Open MPI logo

Open MPI Development Mailing List Archives

  |   Home   |   Support   |   FAQ   |   all Development mailing list

Subject: Re: [OMPI devel] SDP support for OPEN-MPI
From: Jeff Squyres (jsquyres_at_[hidden])
Date: 2008-01-08 09:32:10


On Jan 8, 2008, at 7:45 AM, Lenny Verkhovsky wrote:

>> Hence, if HAVE_DECL_AF_INET_SDP==1 and using AF_INET_SDP fails to
>> that
>> peer, it might be desirable to try to fail over to using
>> AF_INET_something_else. I'm still technically on vacation :-), so I
>> didn't look *too* closely at your patch, but I think you're doing
>> that
>> (failing over if AF_INET_SDP doesn't work because of EAFNOSUPPORT),
>> which is good.
> This is actually not implemented yet.
> Supporting failing over requires opening AF_INET sockets in addition
> to
> SDP sockets, this can cause a problem in large clusters.
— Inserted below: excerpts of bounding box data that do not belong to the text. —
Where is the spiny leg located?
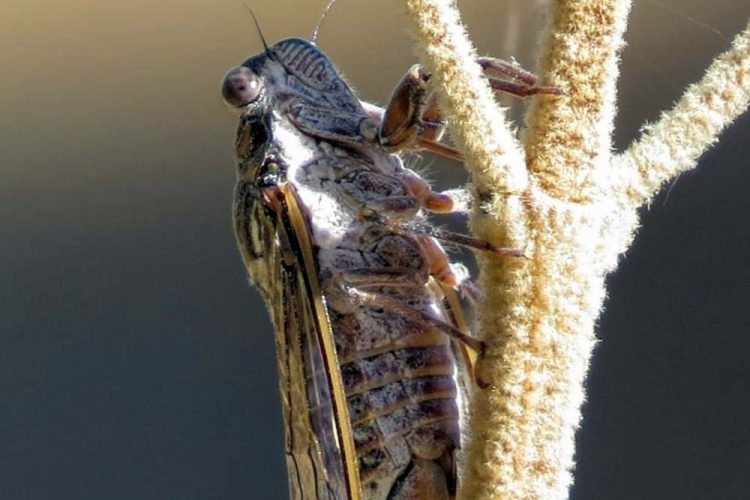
[374,57,560,161]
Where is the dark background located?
[0,0,750,500]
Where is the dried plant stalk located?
[407,0,750,499]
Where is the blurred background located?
[0,0,750,500]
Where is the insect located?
[222,13,548,499]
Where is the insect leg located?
[363,57,561,161]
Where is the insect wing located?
[235,185,360,499]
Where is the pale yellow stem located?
[407,0,749,499]
[614,19,750,206]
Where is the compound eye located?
[221,66,262,108]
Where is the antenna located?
[242,2,270,54]
[310,0,336,45]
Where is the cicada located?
[222,28,556,499]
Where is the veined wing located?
[234,183,360,499]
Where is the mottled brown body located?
[225,39,470,499]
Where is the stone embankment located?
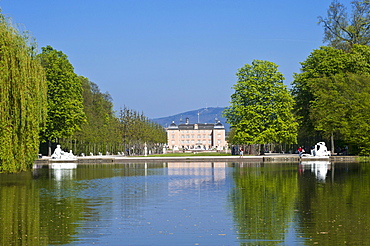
[35,154,358,165]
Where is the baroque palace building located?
[166,118,227,151]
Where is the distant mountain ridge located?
[152,107,230,131]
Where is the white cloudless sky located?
[0,0,350,118]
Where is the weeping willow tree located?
[0,10,47,172]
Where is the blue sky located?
[0,0,351,118]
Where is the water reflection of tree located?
[231,164,298,245]
[297,163,370,245]
[0,170,84,245]
[0,172,47,245]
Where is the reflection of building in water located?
[168,162,226,192]
[167,118,226,150]
[300,161,330,181]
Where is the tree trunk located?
[330,132,335,155]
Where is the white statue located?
[51,144,76,160]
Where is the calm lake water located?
[0,162,370,245]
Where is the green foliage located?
[224,60,297,144]
[72,76,122,153]
[0,13,47,172]
[319,0,370,50]
[293,45,370,154]
[119,107,167,154]
[39,46,86,140]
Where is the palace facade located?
[166,118,227,151]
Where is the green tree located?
[0,13,47,172]
[311,74,370,155]
[224,60,297,149]
[293,45,370,151]
[73,76,122,154]
[39,46,86,155]
[319,0,370,50]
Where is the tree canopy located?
[224,60,297,144]
[293,45,370,154]
[0,13,47,172]
[39,46,86,145]
[319,0,370,50]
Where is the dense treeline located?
[0,13,47,172]
[0,13,167,172]
[0,1,370,172]
[225,1,370,155]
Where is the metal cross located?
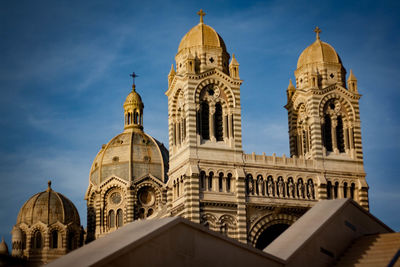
[197,9,206,23]
[314,26,321,40]
[129,72,139,84]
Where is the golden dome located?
[178,22,226,53]
[17,181,81,225]
[124,85,144,110]
[90,131,169,185]
[297,27,342,69]
[297,39,341,68]
[0,240,9,255]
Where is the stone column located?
[331,117,339,154]
[209,103,216,142]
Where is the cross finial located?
[197,9,206,23]
[129,72,139,85]
[314,26,321,40]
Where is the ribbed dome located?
[297,39,341,68]
[178,23,226,53]
[17,182,81,225]
[0,238,9,255]
[124,85,144,109]
[90,129,168,185]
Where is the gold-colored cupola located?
[124,72,144,130]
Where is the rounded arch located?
[193,79,236,108]
[319,93,356,121]
[248,213,298,247]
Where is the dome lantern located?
[124,72,144,130]
[295,27,346,89]
[175,10,229,74]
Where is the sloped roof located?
[47,217,283,267]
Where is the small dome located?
[0,238,9,255]
[17,181,81,225]
[90,129,168,185]
[178,22,226,53]
[124,85,144,110]
[297,39,341,68]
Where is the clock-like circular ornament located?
[110,192,122,205]
[139,190,156,206]
[214,86,221,98]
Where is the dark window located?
[33,231,42,251]
[226,173,232,192]
[326,181,332,199]
[214,103,224,141]
[218,172,224,192]
[323,115,333,152]
[117,209,124,227]
[336,116,344,153]
[333,182,339,199]
[201,102,210,140]
[208,172,214,190]
[51,231,58,248]
[108,210,115,228]
[200,171,206,189]
[350,183,356,199]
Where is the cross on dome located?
[129,72,139,85]
[197,9,206,23]
[314,26,322,40]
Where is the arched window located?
[21,231,26,249]
[201,102,210,140]
[176,178,181,197]
[336,116,345,153]
[322,114,333,152]
[220,223,228,235]
[214,103,224,141]
[226,173,232,192]
[218,172,224,192]
[51,230,58,248]
[33,231,43,249]
[333,182,339,199]
[208,172,214,190]
[350,183,356,199]
[108,210,115,228]
[200,171,206,189]
[326,181,332,199]
[117,209,124,227]
[67,232,75,250]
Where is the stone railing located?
[243,152,314,168]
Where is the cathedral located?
[4,10,369,263]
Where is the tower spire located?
[197,9,206,23]
[129,72,139,91]
[314,26,322,40]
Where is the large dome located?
[17,182,81,225]
[297,39,341,69]
[178,22,226,53]
[90,129,168,185]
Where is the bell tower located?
[165,10,243,222]
[286,27,363,164]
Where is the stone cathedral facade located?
[86,11,368,249]
[3,10,369,263]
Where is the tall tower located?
[85,78,168,242]
[166,10,243,226]
[286,27,363,163]
[285,27,368,209]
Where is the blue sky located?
[0,0,400,248]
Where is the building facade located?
[166,12,368,248]
[86,11,368,249]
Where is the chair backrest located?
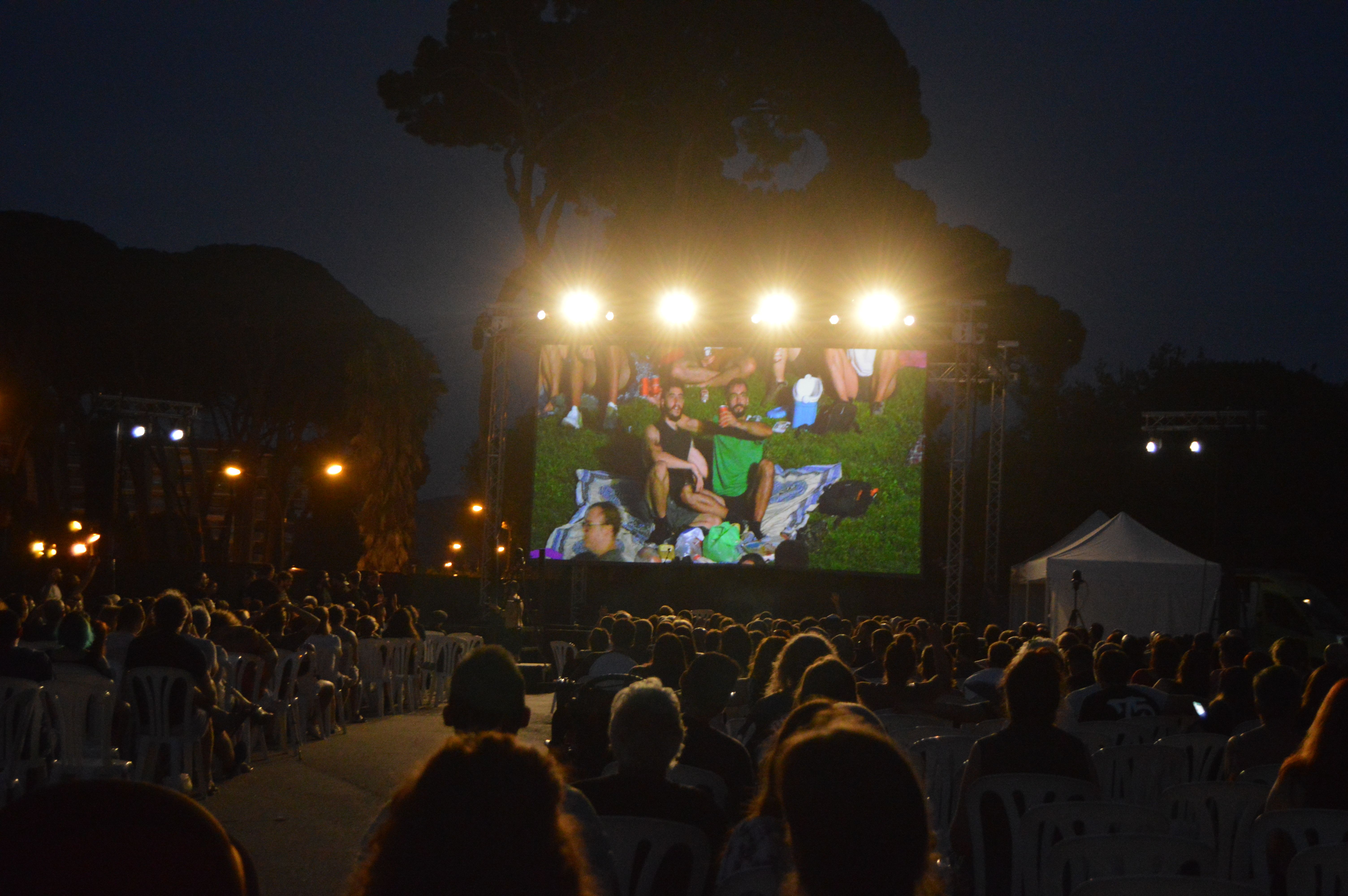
[1236,763,1282,787]
[716,868,782,896]
[47,679,114,771]
[1091,744,1188,806]
[547,641,576,678]
[1159,782,1268,879]
[124,666,197,737]
[666,763,729,808]
[965,775,1100,893]
[1072,715,1157,750]
[907,729,975,830]
[1287,843,1348,896]
[1250,808,1348,892]
[1041,834,1217,896]
[1072,874,1266,896]
[1157,734,1228,783]
[600,815,710,896]
[1011,800,1170,896]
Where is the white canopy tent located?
[1022,513,1221,635]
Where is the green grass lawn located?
[531,368,926,575]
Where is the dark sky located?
[0,0,1348,496]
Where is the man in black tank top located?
[646,384,725,544]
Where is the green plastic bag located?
[702,523,740,563]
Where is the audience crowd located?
[0,570,1348,896]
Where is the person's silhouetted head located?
[778,721,931,896]
[1002,647,1062,725]
[442,644,530,734]
[356,733,592,896]
[795,656,856,705]
[608,678,683,778]
[0,780,249,896]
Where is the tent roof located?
[1047,513,1208,566]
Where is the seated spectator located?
[1198,666,1259,737]
[576,679,725,880]
[744,632,833,756]
[50,610,112,683]
[0,609,51,682]
[628,632,687,689]
[679,653,754,819]
[104,601,146,668]
[961,641,1015,701]
[1223,666,1305,780]
[779,721,931,896]
[350,733,594,896]
[0,780,257,896]
[950,648,1096,896]
[795,656,856,706]
[589,618,636,675]
[127,590,216,794]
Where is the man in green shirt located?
[712,380,776,539]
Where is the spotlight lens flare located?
[658,290,697,326]
[562,290,598,323]
[856,290,899,330]
[750,290,795,326]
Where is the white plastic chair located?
[1157,734,1228,784]
[1091,744,1188,806]
[46,679,131,780]
[965,775,1100,893]
[1250,808,1348,896]
[1159,782,1268,880]
[1287,843,1348,896]
[1011,800,1170,896]
[600,815,710,896]
[547,641,576,678]
[716,868,782,896]
[125,666,206,790]
[1039,834,1217,896]
[1236,763,1282,787]
[1072,874,1266,896]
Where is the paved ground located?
[203,694,553,896]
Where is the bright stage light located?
[856,290,899,330]
[659,290,697,326]
[750,290,795,326]
[562,290,598,323]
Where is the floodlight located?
[562,290,598,323]
[750,290,795,326]
[659,290,697,326]
[856,290,899,330]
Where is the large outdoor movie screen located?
[531,345,926,575]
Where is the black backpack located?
[820,480,880,516]
[801,401,861,435]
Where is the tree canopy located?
[0,213,443,569]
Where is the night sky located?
[0,0,1348,497]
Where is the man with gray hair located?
[576,678,725,880]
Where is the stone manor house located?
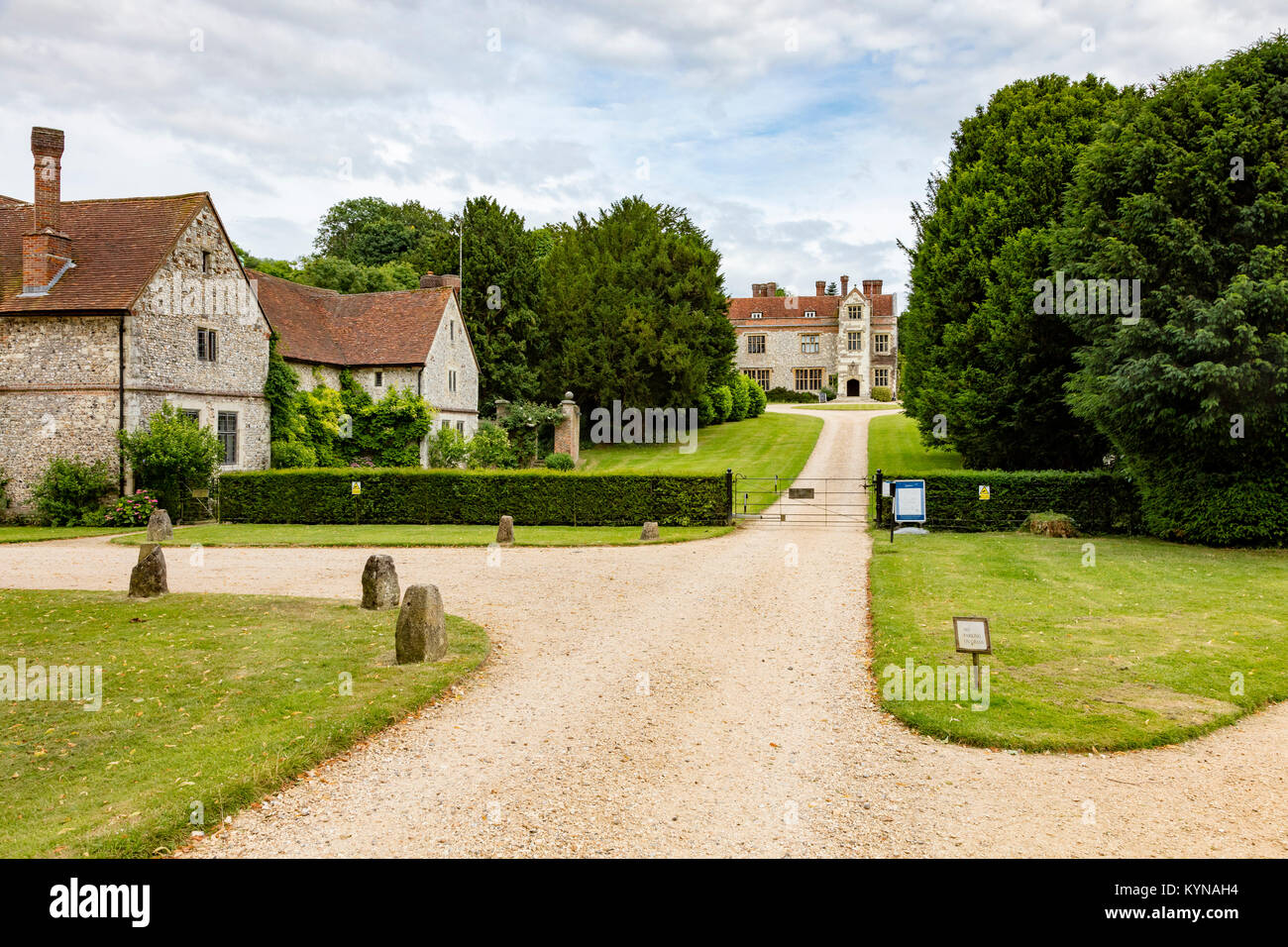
[0,128,478,510]
[729,275,899,398]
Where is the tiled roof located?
[246,269,452,366]
[0,192,210,313]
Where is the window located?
[197,329,219,362]
[219,411,237,464]
[793,368,823,391]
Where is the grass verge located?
[0,590,488,858]
[871,533,1288,750]
[112,523,733,546]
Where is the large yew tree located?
[899,76,1118,471]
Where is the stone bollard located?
[130,545,170,598]
[149,510,174,543]
[394,585,447,665]
[362,556,398,608]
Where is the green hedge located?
[219,468,728,526]
[881,471,1141,533]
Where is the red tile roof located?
[0,192,210,313]
[246,269,452,366]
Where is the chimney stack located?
[22,128,73,295]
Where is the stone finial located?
[362,556,398,609]
[149,510,174,543]
[394,585,447,665]
[130,545,170,598]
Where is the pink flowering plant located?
[103,489,158,526]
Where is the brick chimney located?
[22,128,73,295]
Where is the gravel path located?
[0,411,1288,857]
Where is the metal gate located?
[731,474,870,527]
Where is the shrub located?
[467,421,518,469]
[767,385,818,404]
[119,404,224,519]
[269,441,318,468]
[729,372,751,421]
[709,385,733,424]
[220,468,729,526]
[31,458,115,526]
[426,428,471,468]
[103,489,160,526]
[883,471,1141,533]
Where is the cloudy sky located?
[0,0,1284,303]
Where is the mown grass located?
[0,590,488,857]
[868,415,962,476]
[0,526,139,543]
[112,523,733,546]
[871,533,1288,750]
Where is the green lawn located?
[0,590,488,858]
[872,533,1288,750]
[793,401,903,411]
[0,526,141,543]
[868,415,962,476]
[581,412,823,478]
[112,523,733,546]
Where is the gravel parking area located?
[0,411,1288,857]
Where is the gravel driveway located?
[0,411,1288,857]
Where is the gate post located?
[872,468,885,527]
[725,468,733,526]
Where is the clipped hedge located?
[881,471,1141,533]
[219,468,729,526]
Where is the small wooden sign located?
[953,617,993,655]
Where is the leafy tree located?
[540,197,737,407]
[899,76,1118,471]
[1055,35,1288,545]
[117,404,224,519]
[31,458,113,526]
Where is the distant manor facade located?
[729,275,899,398]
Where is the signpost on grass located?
[953,617,993,689]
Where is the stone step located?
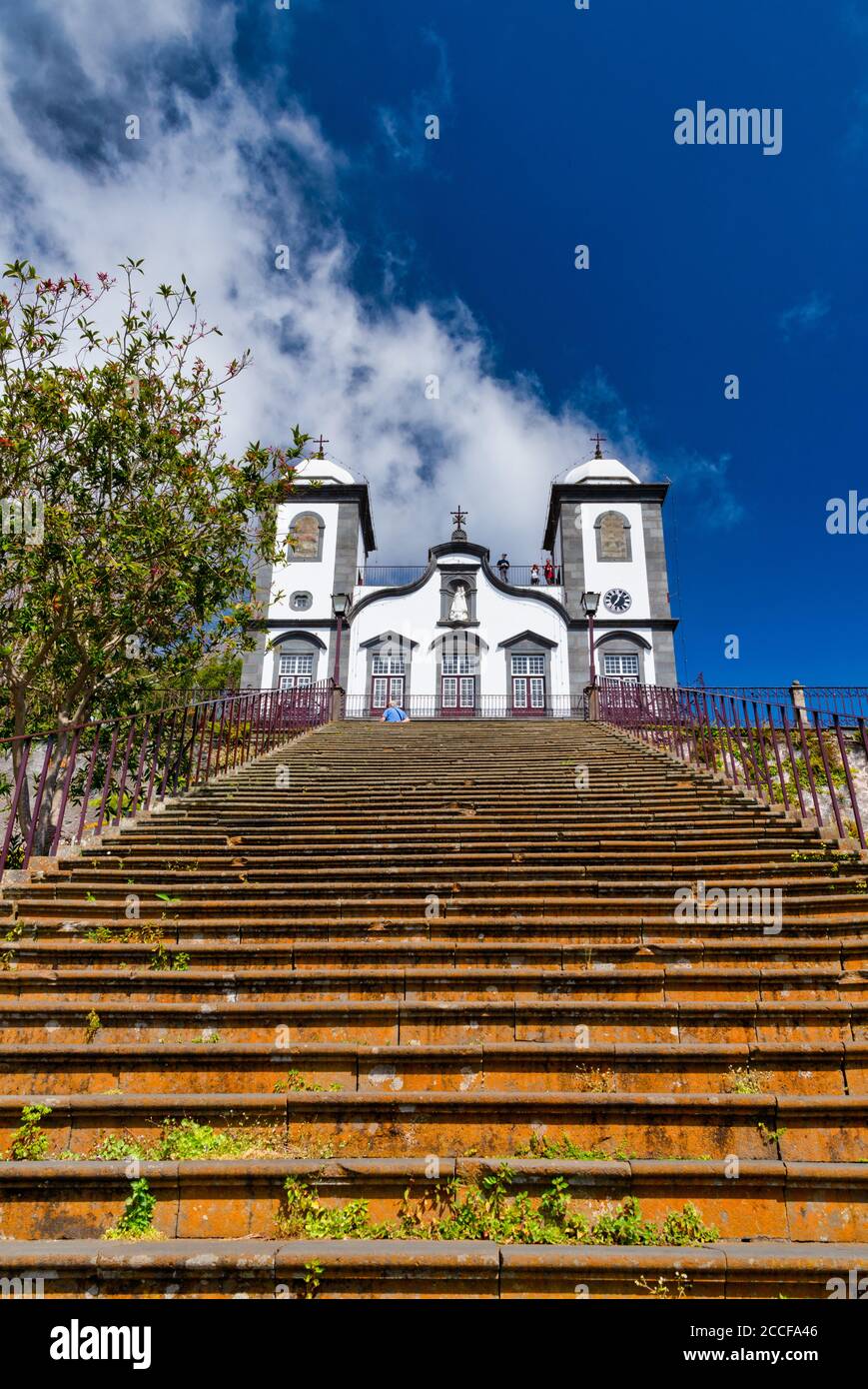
[0,1090,868,1162]
[0,998,868,1046]
[0,1030,868,1096]
[0,951,868,1003]
[0,1155,868,1253]
[3,1239,864,1301]
[8,903,868,955]
[0,932,868,966]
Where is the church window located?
[443,676,476,708]
[443,656,477,676]
[594,512,633,562]
[602,652,639,681]
[511,652,545,713]
[278,652,314,691]
[512,656,545,676]
[286,512,325,560]
[371,656,405,676]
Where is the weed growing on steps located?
[147,941,190,969]
[277,1164,719,1246]
[85,926,114,944]
[757,1119,786,1144]
[636,1274,690,1299]
[515,1133,636,1162]
[723,1065,772,1094]
[573,1065,615,1094]
[274,1069,343,1094]
[304,1258,324,1301]
[103,1176,160,1239]
[82,1118,336,1162]
[10,1104,51,1162]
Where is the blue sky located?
[0,0,868,685]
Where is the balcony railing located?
[356,564,561,589]
[345,694,577,720]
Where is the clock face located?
[602,589,633,613]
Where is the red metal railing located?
[685,681,868,722]
[0,681,334,879]
[598,681,868,848]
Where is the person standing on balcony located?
[381,698,410,723]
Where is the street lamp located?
[582,594,600,689]
[332,594,350,688]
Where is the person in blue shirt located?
[381,698,410,723]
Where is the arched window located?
[594,632,651,685]
[274,632,325,691]
[594,512,633,562]
[286,512,325,562]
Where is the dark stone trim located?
[349,541,569,623]
[271,632,327,652]
[543,482,669,550]
[594,507,633,564]
[359,631,420,652]
[284,481,377,555]
[569,614,678,632]
[594,632,652,652]
[497,630,558,652]
[284,507,325,564]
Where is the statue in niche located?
[448,584,469,623]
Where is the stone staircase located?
[0,720,868,1297]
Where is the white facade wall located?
[348,552,569,698]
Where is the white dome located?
[293,459,356,485]
[564,459,640,484]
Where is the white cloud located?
[778,291,832,342]
[0,0,722,563]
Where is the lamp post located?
[332,594,350,718]
[582,592,600,718]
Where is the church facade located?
[242,448,676,718]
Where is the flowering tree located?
[0,260,309,843]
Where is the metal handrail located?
[597,680,868,848]
[0,680,335,880]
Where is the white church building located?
[242,442,676,718]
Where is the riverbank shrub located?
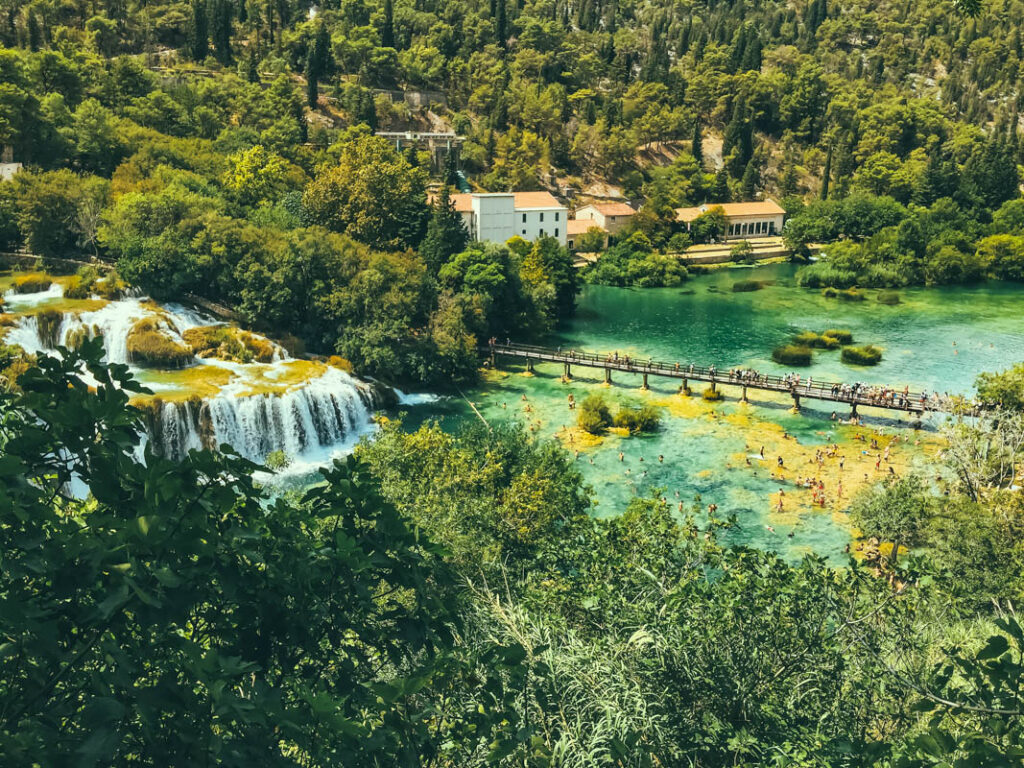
[577,394,612,434]
[613,406,662,433]
[127,317,196,369]
[12,273,53,294]
[732,280,767,293]
[840,344,882,366]
[700,385,725,402]
[771,344,814,367]
[583,238,689,288]
[65,266,128,301]
[792,331,852,349]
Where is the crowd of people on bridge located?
[488,337,978,411]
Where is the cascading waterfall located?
[5,286,382,464]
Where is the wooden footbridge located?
[480,342,952,416]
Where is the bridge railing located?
[481,343,942,411]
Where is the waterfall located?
[5,296,382,465]
[150,368,378,462]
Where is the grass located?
[821,328,853,344]
[732,280,765,293]
[13,272,53,293]
[700,387,725,402]
[612,406,662,433]
[841,344,882,366]
[771,344,814,366]
[36,309,63,349]
[128,317,195,369]
[181,326,276,362]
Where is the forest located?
[0,0,1024,768]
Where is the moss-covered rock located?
[127,317,196,368]
[181,326,278,362]
[13,272,53,293]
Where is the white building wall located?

What I meant was try to open an SDP socket. If it fails because SDP
is not supported / available to that peer, then open a regular
socket. So you should still always have only 1 socket open to a peer
(not 2).

> If one of the machine is not supporting SDP user will get an error.

Well, that's one way to go, but it's certainly less friendly. It
means that the entire MPI job has to support SDP -- including mpirun.
What about clusters that do not have IB on the head node?

>> Perhaps a more general approach would be to [perhaps additionally]
>> provide an MCA param to allow the user to specify the AF_* value?
>> (AF_INET_SDP is a standardized value, right? I.e., will it be the
>> same on all Linux variants [and someday Solaris]?)
> I didn't find any standard on it, it seems to be "randomly" selected
> since the originally it was 26 and changed to 27 due to conflict with
> kernel's defines.

This might make an even stronger case for having an MCA param for it
-- if the AF_INET_SDP value is so broken that it's effectively random,
it may be necessary to override it on some platforms (especially in
light of binary OMPI and OFED distributions that may not match).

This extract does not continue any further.